Metrics used to capture influence must be ones well understood and accepted by marketers -- such as product awareness, brand engagement, trial and purchase. But most social-influence metrics use inventions such as Likes that convey little. And, unlike digital programs that measure actions such as open-rates and click-rates, social influence metrics are rarely based on measurements of causal behavior.

Influence depends on context. A young mother may likely know other young mothers, hence may impact their decisions on baby products and schools, yet have no influence over their financial choices. A universal influence metric for such an individual doesn't capture this. Similarly, a high score doesn't translate to commercial impact.

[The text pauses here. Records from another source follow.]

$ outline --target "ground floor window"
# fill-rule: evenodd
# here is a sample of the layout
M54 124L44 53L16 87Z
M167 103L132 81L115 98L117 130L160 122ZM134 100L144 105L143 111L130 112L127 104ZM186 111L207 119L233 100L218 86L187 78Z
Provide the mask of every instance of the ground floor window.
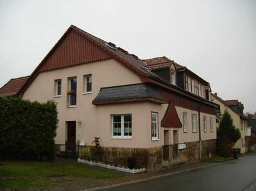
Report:
M158 114L153 112L151 112L151 139L152 140L158 139Z
M212 118L210 118L210 132L213 132L213 121L212 121Z
M132 137L132 114L113 115L112 136L114 137Z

President Obama ranks among the top five Klout scores, but that doesn't translate into anything meaningful for any product, service, or brand.

Another weakness of current approaches is that they fail to find creative ways to identify, engage and integrate influencers into brand initiatives like promotions, advocacy, market/concept testing and retention programs. Influence and social information get wasted by not being integrated with other consumer databases that business already track and use.

What's the alternative?

One way is to integrate social referrals into marketing programs focused on customer acquisition and retention. The impact of social engagement can be precisely measured and attributed against relevant acquisition and conversion metrics. Some market examples:

•AT&T has institutionalized a referral program for all its product suites that awards promotion cards, so influencers can be identified and then targeted.

•Marriott ties referrals from customers into a rewards (loyalty) program, by automatically awarding bonus points and letting customers track it themselves.

•Large CPG companies like Sara Lee, Unilever and others use social referrals to amplify their promotions programs by getting consumers to share coupons -- driving additional awareness and conversion.

•ING Brokerage (now Capital One) tracks referrals for its customer acquisition program to study how customers are being influenced.

A big difference is that these approaches measure actual, rather than presumed consumer influence. They also present opportunities for innovation:

•Influence is measured against actual marketing metrics like impressions, clicks and conversions, rather than trumped-up social metrics.

•Impact is measured against specific program objectives: such as the number of new membership signups.

•Influence scores can be calculated to uncover the biggest advocates.

•Information on the social influence of consumers can be integrated with CRM data (already in brand databases), improving targeting and engagement for future programs.
Influence measured through direct observation of advocacy on behalf of a specific brand shows consumers' true commercial clout.